Keywords

1 Introduction

Artificial intelligence has entered a new period of integration as of the twenty-first century. Machine learning, the foundational technology of artificial intelligence, is also the attention of architects. Most research use generative adversarial networks (GAN), which produce building facades (Isola et al. 2016) and layouts (Huang and Zheng 2018), to apply machine learning to generative design. These studies demonstrate that GAN trained on labeled samples is very adept at learning the shape of architectural features and their position arranged in building faces and planes. Supervised GANs like Pix2Pix HD (Park et al. 2019), and cycleGAN (Zhu et al. 2017) require conditional input during both training and inference. However, it is challenging to transition between tasks using this GAN model, which was trained using specific samples. For instance, creating structures with various architectural styles necessitates training several models. Moreover, the sample size is the key impediment. Even while unsupervised models like DCGAN (Radford et al. 2015) can train a lot of samples, handling downstream tasks is still challenging.

Multi-modal task processing has become a hot area of research in recent years, including text-to-image generation, as the drawbacks of training samples have been greatly reduced. The Stable Diffusion model (Rombach et al. 2021) is a model for text-to-image generating tasks and creates detailed images from text descriptions. Midjourney (Borji 2022) and DALLE 2 (Ramesh et al. 2022) are models that are comparable to this one. These techniques for creating images to text have been applied broadly in disciplines like architectural design. In the AI Spring series of courses co-organized by DigitalFUTURES & FIU DDes in 2022, the application of text-to-image advanced technology in the field of architecture will be discussed.

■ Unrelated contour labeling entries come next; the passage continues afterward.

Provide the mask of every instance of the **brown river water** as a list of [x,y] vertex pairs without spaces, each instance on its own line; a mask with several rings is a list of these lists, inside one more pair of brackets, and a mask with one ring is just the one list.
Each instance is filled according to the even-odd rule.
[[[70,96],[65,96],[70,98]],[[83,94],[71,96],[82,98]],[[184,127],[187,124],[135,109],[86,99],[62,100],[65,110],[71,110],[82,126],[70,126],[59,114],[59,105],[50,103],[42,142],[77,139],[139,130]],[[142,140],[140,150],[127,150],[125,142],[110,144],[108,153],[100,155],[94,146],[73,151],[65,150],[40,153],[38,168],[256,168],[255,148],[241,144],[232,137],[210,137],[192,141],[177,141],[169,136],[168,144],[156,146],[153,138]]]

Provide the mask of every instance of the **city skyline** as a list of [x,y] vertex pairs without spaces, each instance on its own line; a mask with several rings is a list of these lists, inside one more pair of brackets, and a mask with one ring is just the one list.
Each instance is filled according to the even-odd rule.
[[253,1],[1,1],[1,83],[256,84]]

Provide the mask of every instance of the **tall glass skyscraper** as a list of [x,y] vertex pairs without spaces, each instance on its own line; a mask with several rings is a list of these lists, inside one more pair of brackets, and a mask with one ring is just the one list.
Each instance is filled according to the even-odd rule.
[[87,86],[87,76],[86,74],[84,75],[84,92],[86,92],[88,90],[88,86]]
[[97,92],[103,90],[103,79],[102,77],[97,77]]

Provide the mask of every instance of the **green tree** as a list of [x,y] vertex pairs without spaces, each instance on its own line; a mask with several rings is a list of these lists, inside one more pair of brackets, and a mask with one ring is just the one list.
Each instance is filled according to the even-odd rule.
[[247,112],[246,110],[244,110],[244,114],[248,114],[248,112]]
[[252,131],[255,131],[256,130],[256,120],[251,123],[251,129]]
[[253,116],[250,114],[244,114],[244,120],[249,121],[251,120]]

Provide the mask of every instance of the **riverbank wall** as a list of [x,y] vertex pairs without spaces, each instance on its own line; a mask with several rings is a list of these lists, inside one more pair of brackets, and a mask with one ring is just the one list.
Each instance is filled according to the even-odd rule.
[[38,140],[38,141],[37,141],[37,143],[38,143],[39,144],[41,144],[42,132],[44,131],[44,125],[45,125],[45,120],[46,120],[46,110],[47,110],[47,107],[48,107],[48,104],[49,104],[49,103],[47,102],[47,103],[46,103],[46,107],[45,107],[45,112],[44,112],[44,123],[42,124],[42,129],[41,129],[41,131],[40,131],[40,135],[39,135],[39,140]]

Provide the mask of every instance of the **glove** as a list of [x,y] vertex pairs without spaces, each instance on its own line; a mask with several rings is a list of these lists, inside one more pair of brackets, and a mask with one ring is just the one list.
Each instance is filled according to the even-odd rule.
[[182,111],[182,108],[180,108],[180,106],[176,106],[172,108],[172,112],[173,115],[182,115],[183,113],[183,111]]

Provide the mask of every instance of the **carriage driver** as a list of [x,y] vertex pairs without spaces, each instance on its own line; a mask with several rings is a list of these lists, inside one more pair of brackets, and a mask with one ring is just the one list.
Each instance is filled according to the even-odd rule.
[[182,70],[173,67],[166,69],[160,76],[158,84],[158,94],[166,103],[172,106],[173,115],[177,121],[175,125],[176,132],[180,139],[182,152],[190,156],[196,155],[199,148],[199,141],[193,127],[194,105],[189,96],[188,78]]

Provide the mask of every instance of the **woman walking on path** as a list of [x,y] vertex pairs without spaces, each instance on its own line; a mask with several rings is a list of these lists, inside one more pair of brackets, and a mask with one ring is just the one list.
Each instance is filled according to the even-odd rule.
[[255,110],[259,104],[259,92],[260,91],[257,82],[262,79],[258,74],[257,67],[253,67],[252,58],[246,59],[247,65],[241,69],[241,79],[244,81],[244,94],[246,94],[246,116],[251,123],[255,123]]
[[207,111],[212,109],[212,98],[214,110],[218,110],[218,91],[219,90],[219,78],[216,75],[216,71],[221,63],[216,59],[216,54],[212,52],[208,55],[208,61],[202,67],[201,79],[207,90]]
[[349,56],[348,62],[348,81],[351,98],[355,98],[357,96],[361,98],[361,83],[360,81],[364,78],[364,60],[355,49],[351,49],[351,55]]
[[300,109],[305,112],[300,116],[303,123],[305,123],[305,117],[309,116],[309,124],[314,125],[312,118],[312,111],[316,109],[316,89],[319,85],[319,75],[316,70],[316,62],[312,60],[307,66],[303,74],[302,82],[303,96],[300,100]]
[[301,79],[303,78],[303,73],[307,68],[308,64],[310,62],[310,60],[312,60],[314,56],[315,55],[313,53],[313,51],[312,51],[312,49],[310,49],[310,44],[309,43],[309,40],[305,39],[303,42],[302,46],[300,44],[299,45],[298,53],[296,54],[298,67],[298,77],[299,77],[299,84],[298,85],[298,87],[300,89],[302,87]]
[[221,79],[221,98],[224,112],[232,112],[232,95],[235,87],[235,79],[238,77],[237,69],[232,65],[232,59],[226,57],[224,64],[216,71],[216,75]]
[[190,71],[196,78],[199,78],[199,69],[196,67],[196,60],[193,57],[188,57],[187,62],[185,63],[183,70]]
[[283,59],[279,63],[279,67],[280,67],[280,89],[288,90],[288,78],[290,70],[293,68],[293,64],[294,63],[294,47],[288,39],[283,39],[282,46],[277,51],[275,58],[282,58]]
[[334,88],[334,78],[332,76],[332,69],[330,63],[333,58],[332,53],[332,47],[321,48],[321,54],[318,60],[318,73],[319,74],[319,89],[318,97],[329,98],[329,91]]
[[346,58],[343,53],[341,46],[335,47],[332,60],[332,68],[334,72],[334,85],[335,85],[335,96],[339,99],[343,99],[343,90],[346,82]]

However, large sizable diffusion model have poor adaptation to tasks requiring the creation of building facades, and it is typically challenging to regulate the training and generation results (Ruiz et al. 2022). Hence, this research starts with the Stable Diffusion model, utilizes the LoRA approach to refine the model, trains on the building facade dataset, and then integrates the ControlNet model to control the generated results to accomplish the accuracy and controllability of the generated results. This will provide an easier creative tool for architects to generate a large number of controllable building facade design results by changing a few prompt words.

2 Methodology

2.1 Network Architecture

Stable Diffusion is a Text-to-Image generation technique based on Latent Diffusion Models (LDMs) (Rombach et al. 2021). It can generate better outcomes for image generation than the GAN model. Such as Unconditional image synthesis, image restoration (Inpainting), Super-resolution, Text-to-image generation, etc., random Gaussian noise can be gradually denoised after training. There are three essential parts to the stable diffusion model: (1) Variational autoencoders (VAE), which include both an encoder and a decoder. The first preserves significant deep picture features and transforms the image into a low-dimensional latent space representation for U-Net. The latter creates images from representations in the latent space. (2) U-Net is a residual module-based encoder and decoder that decodes low-resolution images into high-resolution images after the encoder compresses the images. (3) Text-Encoder, which translates the tagged sequence to a potential text embedding sequence, transforms the input text into a meaning that U-Net can comprehend and uses to direct the model as it denoises the embedding. In order to facilitate model loading and image generation, this paper uses Stable Diffusion Web-UI as the control system (Fig. 1). The Web-UI enables Stable Diffusion to have a more intuitive user interface and integrates Text-to-Images, Super-Resolution and model training function.

Fig. 1.
figure 1

Stable Diffusion Web-UI interface

2.2 LoRA and ControlNet

Microsoft researchers have developed a new technology called Low-Rank Adaptation of Big Linguistic Models (LoRA), which is primarily used to address the issue of large model fine-tuning (Hu et al. 2021). The entire Stable Diffusion model used to be slow and challenging to adjust. Although techniques for lightweight large-scale model fine-tuning, like Textual Inversion or Dreambooth, are growing in popularity, the graphics card's computational power is still quite demanding. Because the model weight is not necessary to calculate the gradient, the LoRA method injects the trainable layer instead of the pre-trained model weight in each Transformer block, drastically reducing the number of training parameters. LoRA fine-tuning is quicker and less computationally intensive while maintaining the same level of quality as full-model fine-tuning.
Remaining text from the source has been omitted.